President Xi Jinping has promised $2 billion to fight Covid 19 worldwide, but has refused to accept the numerous requests for an international investigation on the early stages of the epidemic. Trump – with the tacit approval of the Congress – has temporarily reduced US funding to the WHO, accusing the organization of having hidden important information in league with the Chinese. For Beijing, an investigation on the outbreak of the pandemic will only be possible after the situation is under control worldwide.
However, the real crux of the matter is the role of the second global superpower which the Dragon claims to be able to play in front of the world. The Asian country, which intends to redesign world geopolitics under its aegis, cannot prove capable of preventing a serious infectious disease from spilling over its borders; causing hundreds of thousands of deaths, undermining health systems in all over the world and determining an economic crisis from which nobody knows how to get out. How can all of this be accepted?
Everywhere it is observed that Beijing, rather than spending billions of dollars lent to developing countries – then later blackmailing them – could have used its resources to improve its health system, modernize its campaigns and eradicate dangerous habits. Like the live animal market in Wuhan, where Covid 19 originated today and who knows what tomorrow. And it is not just about that, of course. Nobody forgets that silence was imposed on Chinese doctors who wanted to warn people about of the danger, that some of them were imprisoned or otherwise punished for their disobedience by a country that does not allow the free flow of news.
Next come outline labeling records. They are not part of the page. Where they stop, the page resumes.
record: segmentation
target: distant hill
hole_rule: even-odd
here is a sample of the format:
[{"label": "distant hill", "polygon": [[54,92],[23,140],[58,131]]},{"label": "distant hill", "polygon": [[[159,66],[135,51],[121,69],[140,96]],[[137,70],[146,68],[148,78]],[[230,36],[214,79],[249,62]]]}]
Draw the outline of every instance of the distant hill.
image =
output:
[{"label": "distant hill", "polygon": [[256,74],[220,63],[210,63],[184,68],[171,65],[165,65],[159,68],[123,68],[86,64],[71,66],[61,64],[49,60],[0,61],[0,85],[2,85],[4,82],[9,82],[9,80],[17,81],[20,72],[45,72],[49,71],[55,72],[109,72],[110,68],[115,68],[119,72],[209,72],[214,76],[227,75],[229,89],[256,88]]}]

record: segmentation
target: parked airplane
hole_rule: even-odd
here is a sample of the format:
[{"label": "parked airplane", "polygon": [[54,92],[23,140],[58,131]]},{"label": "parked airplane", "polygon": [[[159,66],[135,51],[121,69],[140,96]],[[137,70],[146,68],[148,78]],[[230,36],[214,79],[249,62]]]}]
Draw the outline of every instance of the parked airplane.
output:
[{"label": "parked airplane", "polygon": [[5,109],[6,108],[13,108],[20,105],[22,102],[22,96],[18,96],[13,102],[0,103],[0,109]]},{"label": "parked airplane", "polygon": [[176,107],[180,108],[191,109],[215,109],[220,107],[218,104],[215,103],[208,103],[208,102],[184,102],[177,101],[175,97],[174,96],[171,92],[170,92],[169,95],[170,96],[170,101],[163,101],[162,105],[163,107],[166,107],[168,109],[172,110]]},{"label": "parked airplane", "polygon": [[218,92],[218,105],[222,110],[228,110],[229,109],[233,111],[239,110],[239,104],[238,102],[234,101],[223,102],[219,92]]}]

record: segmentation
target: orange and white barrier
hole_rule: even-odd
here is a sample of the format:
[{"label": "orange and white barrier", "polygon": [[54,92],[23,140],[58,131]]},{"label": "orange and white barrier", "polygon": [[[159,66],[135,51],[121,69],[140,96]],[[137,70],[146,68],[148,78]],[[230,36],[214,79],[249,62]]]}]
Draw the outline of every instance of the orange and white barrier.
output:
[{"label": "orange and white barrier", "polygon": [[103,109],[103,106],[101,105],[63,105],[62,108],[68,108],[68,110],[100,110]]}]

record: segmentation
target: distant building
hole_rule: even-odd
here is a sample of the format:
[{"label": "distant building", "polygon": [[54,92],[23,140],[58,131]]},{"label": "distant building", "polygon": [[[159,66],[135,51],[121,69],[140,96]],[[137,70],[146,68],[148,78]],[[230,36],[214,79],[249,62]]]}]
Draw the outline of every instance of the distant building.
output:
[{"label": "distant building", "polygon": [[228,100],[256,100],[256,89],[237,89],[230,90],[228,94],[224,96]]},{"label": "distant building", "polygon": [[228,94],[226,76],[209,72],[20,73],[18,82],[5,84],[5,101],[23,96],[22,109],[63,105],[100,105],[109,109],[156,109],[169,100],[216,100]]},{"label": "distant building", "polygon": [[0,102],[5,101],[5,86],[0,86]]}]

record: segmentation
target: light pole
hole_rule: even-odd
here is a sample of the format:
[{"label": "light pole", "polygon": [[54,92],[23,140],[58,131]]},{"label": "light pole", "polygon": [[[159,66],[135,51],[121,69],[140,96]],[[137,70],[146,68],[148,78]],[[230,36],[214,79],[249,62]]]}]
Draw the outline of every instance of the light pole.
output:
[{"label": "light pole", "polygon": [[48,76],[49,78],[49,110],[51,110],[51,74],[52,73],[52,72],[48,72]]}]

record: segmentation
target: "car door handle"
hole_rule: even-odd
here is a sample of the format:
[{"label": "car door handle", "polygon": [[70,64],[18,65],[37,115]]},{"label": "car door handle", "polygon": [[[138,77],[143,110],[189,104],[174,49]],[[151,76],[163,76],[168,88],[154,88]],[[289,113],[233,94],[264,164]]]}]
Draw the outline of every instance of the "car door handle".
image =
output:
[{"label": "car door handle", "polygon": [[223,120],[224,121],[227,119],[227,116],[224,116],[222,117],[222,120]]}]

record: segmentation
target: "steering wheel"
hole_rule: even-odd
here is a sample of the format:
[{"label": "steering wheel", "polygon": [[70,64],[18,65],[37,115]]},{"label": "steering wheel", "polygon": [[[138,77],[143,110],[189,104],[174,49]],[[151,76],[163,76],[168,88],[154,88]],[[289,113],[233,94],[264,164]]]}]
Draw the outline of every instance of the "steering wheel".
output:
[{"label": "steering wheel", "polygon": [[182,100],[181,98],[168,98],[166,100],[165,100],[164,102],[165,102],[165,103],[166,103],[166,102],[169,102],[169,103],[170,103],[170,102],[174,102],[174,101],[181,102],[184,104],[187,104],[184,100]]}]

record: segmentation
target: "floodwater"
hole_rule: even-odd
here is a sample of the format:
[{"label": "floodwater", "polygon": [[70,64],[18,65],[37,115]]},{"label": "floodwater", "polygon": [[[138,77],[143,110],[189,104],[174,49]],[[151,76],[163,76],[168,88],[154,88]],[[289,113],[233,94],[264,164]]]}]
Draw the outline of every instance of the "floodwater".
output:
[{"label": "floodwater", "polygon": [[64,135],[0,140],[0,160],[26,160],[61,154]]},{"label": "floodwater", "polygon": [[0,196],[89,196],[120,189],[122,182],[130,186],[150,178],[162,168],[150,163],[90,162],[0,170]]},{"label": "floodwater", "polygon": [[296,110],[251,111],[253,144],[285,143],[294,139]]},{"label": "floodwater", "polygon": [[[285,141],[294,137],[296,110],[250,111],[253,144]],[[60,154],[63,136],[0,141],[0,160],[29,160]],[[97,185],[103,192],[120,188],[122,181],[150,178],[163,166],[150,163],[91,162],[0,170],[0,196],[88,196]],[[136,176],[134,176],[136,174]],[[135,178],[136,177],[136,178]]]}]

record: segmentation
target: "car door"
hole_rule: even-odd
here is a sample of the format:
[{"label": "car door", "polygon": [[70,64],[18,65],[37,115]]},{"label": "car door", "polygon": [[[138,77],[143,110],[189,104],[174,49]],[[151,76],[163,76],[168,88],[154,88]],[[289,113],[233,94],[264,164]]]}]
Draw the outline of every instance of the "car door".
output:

In some chancelleries there is talk of compensation that Beijing should pay for the damage caused to the international community, such as war debts after an armed conflict. Exactly a century ago the same request was made to Germany for the destruction of the Great War, but the long-term consequence was another world war much more devastating than the previous one. It is to be hoped that current-day politicians will learn the lesson from historical experience.